特集

宇宙の脅威

対宇宙能力・開発・政策の分析

トッド・ハリソン(TODD HARRISON)、ケイトリン・ジョンソン(KAITLYN JOHNSON)、ジョー・モエ中佐(LT. COL. JOE MOYE)、マケナ・ヤング(MAKENA YOUNG)、CENTER FOR STRATEGIC AND INTERNATIONAL STUDIES(戦略国際問題研究所)

2020 年は、新型コロナウイルス感染症のパンデミックとそれによる世界的な不況、米国およびその他インド太平洋地域の政治的変化がもたらす不確実性と予測不可能性に翻弄された年だった。一方、宇宙の安全保障については確かな継続性と予想可能性が感じられる1年となった。宇宙環境の最も顕著な変化は、スペースXが新たに約 900 基のスターリンク衛星を低地球軌道(LEO)に打ち上げ、衛星群の総規模が 1,200 基を超えたことである。これは史上最大の衛星群であり現在宇宙で運用されている全衛星
のおよそ3 分の1に相当する。SpaceX による衛星群の構築は続き、数週間ごとに 60基のスターリンク衛星が打ち上げられている。

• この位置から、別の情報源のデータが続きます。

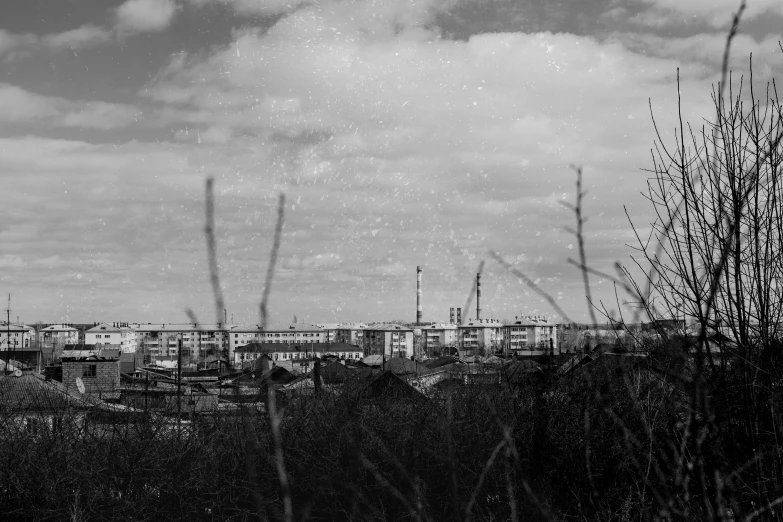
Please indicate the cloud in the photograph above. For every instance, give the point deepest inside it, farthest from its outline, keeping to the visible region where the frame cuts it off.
(21, 106)
(9, 261)
(707, 48)
(717, 13)
(144, 16)
(84, 36)
(261, 7)
(12, 44)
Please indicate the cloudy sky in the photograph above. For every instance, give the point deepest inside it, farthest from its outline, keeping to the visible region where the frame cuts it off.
(402, 132)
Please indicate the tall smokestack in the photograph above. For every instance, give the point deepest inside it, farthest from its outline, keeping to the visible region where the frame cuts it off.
(478, 296)
(418, 295)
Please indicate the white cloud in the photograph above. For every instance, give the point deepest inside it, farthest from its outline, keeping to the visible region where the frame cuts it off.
(144, 16)
(9, 261)
(718, 13)
(262, 7)
(79, 38)
(12, 44)
(20, 106)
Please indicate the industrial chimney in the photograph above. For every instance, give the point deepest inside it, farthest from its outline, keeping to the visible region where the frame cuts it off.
(478, 296)
(418, 295)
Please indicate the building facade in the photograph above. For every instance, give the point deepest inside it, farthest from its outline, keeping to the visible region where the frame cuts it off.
(16, 336)
(436, 338)
(121, 337)
(481, 334)
(351, 333)
(56, 336)
(531, 335)
(294, 333)
(243, 355)
(392, 340)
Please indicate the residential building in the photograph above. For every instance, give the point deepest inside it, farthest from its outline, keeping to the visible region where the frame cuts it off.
(114, 335)
(351, 333)
(436, 337)
(293, 333)
(478, 334)
(56, 336)
(99, 374)
(282, 351)
(393, 340)
(531, 335)
(330, 331)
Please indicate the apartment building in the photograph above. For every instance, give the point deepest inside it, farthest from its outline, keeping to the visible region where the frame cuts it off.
(437, 337)
(122, 337)
(16, 336)
(479, 334)
(393, 340)
(57, 336)
(293, 333)
(351, 333)
(530, 335)
(291, 352)
(330, 331)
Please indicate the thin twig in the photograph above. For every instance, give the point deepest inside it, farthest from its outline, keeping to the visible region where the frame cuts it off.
(209, 233)
(270, 271)
(529, 282)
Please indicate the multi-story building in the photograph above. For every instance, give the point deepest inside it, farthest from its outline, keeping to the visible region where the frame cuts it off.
(15, 336)
(294, 333)
(480, 334)
(159, 340)
(57, 336)
(351, 333)
(437, 337)
(531, 335)
(330, 331)
(393, 340)
(121, 337)
(243, 355)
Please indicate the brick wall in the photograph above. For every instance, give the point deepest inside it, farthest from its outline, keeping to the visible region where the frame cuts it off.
(106, 379)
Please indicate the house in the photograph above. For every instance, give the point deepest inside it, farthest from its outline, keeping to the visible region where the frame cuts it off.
(530, 335)
(393, 340)
(99, 374)
(32, 404)
(113, 335)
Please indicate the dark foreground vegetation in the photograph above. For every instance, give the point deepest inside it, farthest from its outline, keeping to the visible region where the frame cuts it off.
(617, 439)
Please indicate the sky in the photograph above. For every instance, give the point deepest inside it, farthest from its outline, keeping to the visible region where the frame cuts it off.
(402, 133)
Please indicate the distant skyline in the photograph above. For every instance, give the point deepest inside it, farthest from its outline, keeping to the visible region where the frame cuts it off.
(402, 133)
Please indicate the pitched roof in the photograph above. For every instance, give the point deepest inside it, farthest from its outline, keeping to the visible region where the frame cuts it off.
(30, 392)
(389, 327)
(297, 348)
(59, 328)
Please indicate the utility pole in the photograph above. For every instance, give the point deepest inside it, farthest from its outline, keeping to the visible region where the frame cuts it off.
(179, 385)
(8, 335)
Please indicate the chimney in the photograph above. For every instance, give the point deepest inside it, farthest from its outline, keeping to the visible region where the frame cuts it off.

米国の宇宙政策には、前政権下でもいくつかの注目すべき進展があった。当時のドナルド・トランプ大統領は、宇宙政策をめぐる指令(SPD)を新たに 3 つ打ち出している。SPD-5では、政府および商用の宇宙資産をより確実にサイバー攻撃から守るため政府の各部局・機関にサイバーセキュリティの方針と慣行の策定を指示している。SPD-6では、宇宙原子力発電と推進の開発および利用に関する国の方針をアップデートし、SPD-7 では宇宙ベースの位置決め、ナビゲーション、タイミングプログラムとアクティビティに関する方針およびガイダンスが更新された。2020 年には、この他に NASA からアルテミス協定(Artemis Accords)も発表されている。この協定は、アルテミス計画の参加国が遵守すべき 10 の原則や、宇宙飛行士を再び月に (そして、いずれは火星にも)送る計画を盛り込んだものである。2021年半ばまでにオーストラリア、日本、ニュージーランド、韓国、米国を含むインド太平洋 12 ヵ国が同協定に署名している。 

2020 年から 2021 年にかけては、米国宇宙軍と米国宇宙軍司令部の立ち上げが行われた。米国宇宙軍が請求した最初の予算は、既存の米国空軍口座からの振替 153 億米ドルを含む154億米ドルである。同軍はまた初のキャップストーン・ドキュメントとして
「宇宙軍のためのスペースパワー・ドクトリン (Spacepower Doctrine for Space Forces)」も発表した。これは、大きな変更より現行の方針を引き継いだ部分のほうが多いという点で注目される。2021 年2 月、米国宇宙軍司令部で中佐を務める米国陸軍の
ジェームズ・ディキンソン(James Dickinson)大将は、司令部全体で戦闘に向けたマインドセットを育て、同盟国およびパートナー諸国との重要な関係を維持し、米国政府全体および商業的宇宙組織との統合を進めるいう戦略ビジョンを発表した。 

他の国々では 2020 年を通じて対宇宙兵器の開発と試験が進められている。中でも目立つのは、ロシアが行った複数の対衛星(ASAT)試験である。これには2020 年 7 月に行われた共軌道ASAT兵器の試験や、2020 年 12 月に行われた直接上昇式 ASAT 兵器の試験が含まれる。これらの活動には、対宇宙能力の開発と再構築を続けてきたロシアの行動パターンが反映されている。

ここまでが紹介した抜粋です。